THE other day I met an acquaintance, a woman whom I had known for a number of years, and who came out about the time I did.

 

Old acquaintances when they meet here greet each other about as they did on earth. Though we are, as a rule, less conventional than you, still we cling more or less to our former habits.

 

I asked Mrs. —— how she was enjoying herself, and she said that she was not having a very pleasant time. She found that everybody was interested in something else, and did not want to talk with her.

 

This was the first time I had met with such a complaint, and I was struck by its peculiarity. I asked her to what cause she attributed this unsociability, and she replied that she did not know the cause, that it had puzzled her.

 

"What do you talk to them about?" I asked.

 

"Why, I tell them my troubles, as one friend tells another; but they do not seem to be interested. How selfish people are!"

 

Poor soul! She did not realise here, any more than she had on earth, that our troubles are not interesting to anybody but ourselves.

 

"Suppose," I said, "that you unburden your. self to me. Tell me your troubles. I will promise not to run away."

 

"Why, I hardly know where to begin!" she answered. "I have found so many unpleasant things."

 

"What, for instance?"

 

"Why, horrid people. I remember that when I lived in —— I sometimes told myself that in the other world I would not be bothered with boarding-house landladies and their careless hired girls; but they are just as bad here—even worse."

 

"Do you mean to tell me that you live in a boarding-house here?"

 

"Where should I live? You know that I am not rich."

 

Of all the astonishing things I had heard in this land of changes, this was the most astonishing. A boarding-house in the "invisible" world! Surely, I told myself, my observations had been limited. Here was a new discovery.

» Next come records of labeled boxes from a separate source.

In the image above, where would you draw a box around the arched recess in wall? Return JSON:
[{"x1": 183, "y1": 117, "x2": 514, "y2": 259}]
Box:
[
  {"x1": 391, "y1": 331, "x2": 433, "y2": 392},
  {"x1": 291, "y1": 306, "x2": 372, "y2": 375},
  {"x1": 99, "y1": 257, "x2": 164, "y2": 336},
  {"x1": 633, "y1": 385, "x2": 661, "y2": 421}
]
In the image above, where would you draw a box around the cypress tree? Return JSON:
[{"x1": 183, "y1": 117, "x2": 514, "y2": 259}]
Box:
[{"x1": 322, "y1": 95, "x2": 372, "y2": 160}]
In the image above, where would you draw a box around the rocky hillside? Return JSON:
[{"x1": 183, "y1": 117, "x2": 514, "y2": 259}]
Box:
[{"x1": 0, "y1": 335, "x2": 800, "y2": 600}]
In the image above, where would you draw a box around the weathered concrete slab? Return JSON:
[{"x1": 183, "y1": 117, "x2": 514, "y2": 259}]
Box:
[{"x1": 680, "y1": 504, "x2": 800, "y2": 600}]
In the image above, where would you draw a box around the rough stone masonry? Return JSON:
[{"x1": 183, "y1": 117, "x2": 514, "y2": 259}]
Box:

"Is the table good in your boarding-house?" I asked. "No, it is worse than at the last one."

"Are the meals scanty?"

"Yes, scanty and bad, especially the coffee."

"Will you tell me," I said, my wonder growing, "if you really eat three meals a day here, as you used to do on earth?"

"How strangely you talk!" she answered, in a sharp tone. "I don't find very much difference between this place and the earth, as you call it, except that I am more uncomfortable here, because everything is so flighty and uncertain."

"Yes, go on."

"I never know in the morning who will be sitting next me in the evening. They come and go."

"And what do you eat?"

"The same old things—meat and potatoes, and pies and puddings."

"And you still eat these things?" "Why, yes; don't you?"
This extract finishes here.